Jaccard coefficient
The Jaccard coefficient or Jaccard index after the Swiss botanist Paul Jaccard (1868–1944) is an indicator for the similarity of quantities .
history
Jaccard developed the "Jaccard coefficient" in his 1902 publication Lois de distribution florale dans la zone alpine on page 72. He called it "coefficient de communauté florale".

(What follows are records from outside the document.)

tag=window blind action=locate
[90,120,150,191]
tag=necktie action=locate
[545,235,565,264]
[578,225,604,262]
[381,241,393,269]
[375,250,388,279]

The Jaccard coefficient was able to establish itself in mathematics and is used as a measure of similarity for sets, vectors and, more generally, for objects. The Jaccard coefficient is used specifically for automatic text recognition and interpretation.
definition
To calculate the Jaccard coefficient of two sets, one divides the number of common elements (intersection) by the size of the union:
- .
The following applies to quantities
- .
The closer the Jaccard coefficient is to 1, the greater the similarity of the sets. The minimum value of the Jaccard coefficient is 0.
example
The two sets and have the Jaccard coefficient
Jaccard metric
The Jaccard metric can be derived from the Jaccard coefficient. This metric is calculated using the formula
- .
General:
- .
Applications
In the field of text mining and in particular the duplicate detection , the Jaccard similarity is a known measure for the similarity of two elements. Two strings are decomposed into tokens (eg. B. divided at the space, or using N-grams with ). The resulting sets of string sections are used as described above to calculate the similarity of the two sets.
Individual evidence
- ^ Paul Jaccard: Lois de distribution florale dans la zone alpine , Bulletin de la Société Vaudoise des Sciences Naturelles, Volume 38 (1902), p. 72, accessed online on November 23, 2018.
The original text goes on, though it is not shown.